Aspire’s limited original programming, interspersed between the near-constant cycle of reruns, includes “The Root 100,” comprised of 24 interviews with honorees of the annual “Root 100” African-American achievers list; a collection of independent short films and documentaries hosted by actor Omari Hardwick and billed as an original series; and the “Groundbreaking” series blocks, in which hosts discuss classic African-American films, music, and culture in between video clips.

These original series haven’t done much to raise Aspire’s visibility or ratings, or to inspire confidence within the company of Aspire’s long-term potential. The network still has fewer than 3,300 Twitter followers.

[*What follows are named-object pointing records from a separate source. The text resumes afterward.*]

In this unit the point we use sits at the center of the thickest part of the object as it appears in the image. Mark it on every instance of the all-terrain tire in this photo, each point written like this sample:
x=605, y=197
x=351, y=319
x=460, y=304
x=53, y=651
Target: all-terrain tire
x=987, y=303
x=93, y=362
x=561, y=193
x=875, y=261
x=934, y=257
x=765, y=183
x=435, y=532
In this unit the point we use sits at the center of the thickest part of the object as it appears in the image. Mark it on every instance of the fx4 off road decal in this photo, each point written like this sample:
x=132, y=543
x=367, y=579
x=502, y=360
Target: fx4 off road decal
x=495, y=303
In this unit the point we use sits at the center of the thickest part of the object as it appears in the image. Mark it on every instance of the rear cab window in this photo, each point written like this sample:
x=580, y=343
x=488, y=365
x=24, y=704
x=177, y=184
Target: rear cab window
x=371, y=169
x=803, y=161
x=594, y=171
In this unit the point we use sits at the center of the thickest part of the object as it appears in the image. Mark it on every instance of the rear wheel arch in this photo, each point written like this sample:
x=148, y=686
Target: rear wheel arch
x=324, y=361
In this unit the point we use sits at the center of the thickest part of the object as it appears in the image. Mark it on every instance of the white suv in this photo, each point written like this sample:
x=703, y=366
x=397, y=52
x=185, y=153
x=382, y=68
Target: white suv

“The only reason this had to happen at all was because of the unconstitutonal threat, the political pressure applied on these business interests” by the federal government during the Comcast-NBC merger, TechFreedom senior fellow Geoffrey Manne told TheDC. “Why were they forced to even make these hollow promises in the first place? That is problematic.”

“Aspire will be a network that encourages African-Americans to reach for their dreams,” Johnson said last year.

Aspire did not immediately return a request for comment.